Last Update: June 20, 2018 at 12:08 pm

Source:  CNN

March 9, 2017

 

How to remember almost anything

The reigning World Memory Champion, Alex Mullen, can memorize the order of a deck of cards in 17 seconds. But in some ways, he’s just as forgetful as the rest of us.

“I still forget plenty of basic things, like where I left my keys,” said Mullen, a medical student at the University of Mississippi.
Memory athletes such as Mullen can remember hundreds or even thousands of random words, numbers and images — a feat that may seem unbelievable to onlookers. But according to a study published today, anyone can train their brain using the same tricks as the world’s top competitors, reshaping their brain’s networks in the process.
For the study, researchers recruited 23 of the world’s top-ranked memory athletes and compared their brains with those of people who had never practiced memory techniques at all. Then, they put some of the newcomers through a memory training program and observed how their brains changed.
The more the rookies practiced the techniques, the more their brain scans started to resemble the memory athletes’ — and it took only six weeks.
“These really incredible memory feats … are not some form of inborn talent.
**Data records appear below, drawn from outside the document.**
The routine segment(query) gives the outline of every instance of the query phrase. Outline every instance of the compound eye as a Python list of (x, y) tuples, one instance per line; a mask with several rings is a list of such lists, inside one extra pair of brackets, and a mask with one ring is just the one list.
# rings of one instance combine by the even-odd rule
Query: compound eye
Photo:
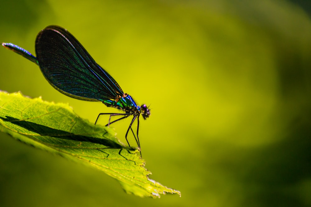
[(146, 111), (147, 110), (147, 106), (146, 106), (146, 104), (142, 105), (142, 106), (140, 107), (140, 110), (141, 112), (143, 114), (146, 113)]

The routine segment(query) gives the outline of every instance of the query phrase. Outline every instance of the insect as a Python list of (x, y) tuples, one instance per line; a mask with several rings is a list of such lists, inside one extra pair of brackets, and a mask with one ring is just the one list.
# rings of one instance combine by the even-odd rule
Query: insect
[[(125, 134), (130, 130), (140, 152), (138, 137), (139, 117), (149, 117), (150, 110), (145, 104), (137, 105), (130, 96), (124, 93), (117, 82), (97, 64), (77, 40), (67, 30), (51, 25), (40, 31), (35, 41), (36, 57), (27, 50), (12, 43), (2, 44), (38, 65), (45, 79), (61, 93), (74, 98), (89, 101), (100, 101), (108, 107), (123, 111), (122, 113), (100, 113), (109, 115), (108, 124), (112, 124), (130, 116), (133, 117)], [(111, 121), (112, 117), (121, 116)], [(137, 120), (136, 137), (132, 125)]]

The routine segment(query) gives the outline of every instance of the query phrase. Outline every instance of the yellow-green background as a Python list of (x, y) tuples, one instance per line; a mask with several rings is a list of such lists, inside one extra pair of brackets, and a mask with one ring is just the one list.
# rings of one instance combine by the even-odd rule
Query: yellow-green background
[[(182, 193), (128, 195), (103, 173), (1, 133), (1, 206), (311, 206), (308, 1), (0, 2), (0, 41), (34, 54), (38, 32), (61, 26), (151, 104), (140, 128), (146, 167)], [(91, 122), (116, 111), (61, 94), (4, 48), (0, 60), (0, 89), (68, 102)], [(123, 142), (129, 121), (114, 126)]]

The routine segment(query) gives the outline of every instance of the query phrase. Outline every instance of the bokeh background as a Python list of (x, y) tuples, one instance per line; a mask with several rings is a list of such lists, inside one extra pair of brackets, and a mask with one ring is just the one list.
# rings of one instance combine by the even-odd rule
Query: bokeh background
[[(62, 26), (151, 105), (140, 128), (146, 167), (182, 193), (127, 194), (101, 172), (1, 133), (1, 206), (311, 206), (310, 1), (0, 2), (0, 42), (34, 54), (39, 31)], [(4, 48), (0, 60), (0, 89), (69, 103), (92, 122), (116, 111), (62, 94)], [(130, 121), (114, 126), (123, 142)]]

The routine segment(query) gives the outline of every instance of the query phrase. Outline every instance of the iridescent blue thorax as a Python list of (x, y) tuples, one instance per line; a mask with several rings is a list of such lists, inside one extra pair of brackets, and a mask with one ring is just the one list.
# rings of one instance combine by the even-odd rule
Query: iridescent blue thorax
[(140, 107), (137, 106), (130, 96), (126, 94), (124, 97), (115, 100), (104, 100), (103, 103), (108, 107), (113, 107), (124, 111), (126, 113), (140, 113)]

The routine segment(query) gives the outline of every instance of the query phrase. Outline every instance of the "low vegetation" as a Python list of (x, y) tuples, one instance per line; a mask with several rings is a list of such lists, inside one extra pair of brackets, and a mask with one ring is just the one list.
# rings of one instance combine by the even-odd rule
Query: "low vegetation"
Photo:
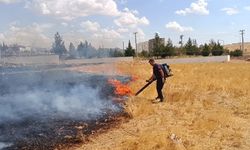
[[(130, 97), (129, 122), (92, 137), (77, 149), (201, 150), (250, 149), (250, 64), (247, 62), (171, 65), (166, 101), (152, 103), (155, 85)], [(145, 62), (120, 63), (136, 92), (150, 77)], [(133, 69), (131, 69), (133, 68)]]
It’s really just training,” said Martin Dresler, a neuroscientist at Radboud University in the Netherlands and the lead author of the study.
Mullen, a relative newcomer to the scene who was not involved in the study, was none too surprised. The top-ranked memory athlete said that, before he started training, “I felt like my memory wasn’t that great.
“You can do things that you probably don’t think you’re capable of,” he said.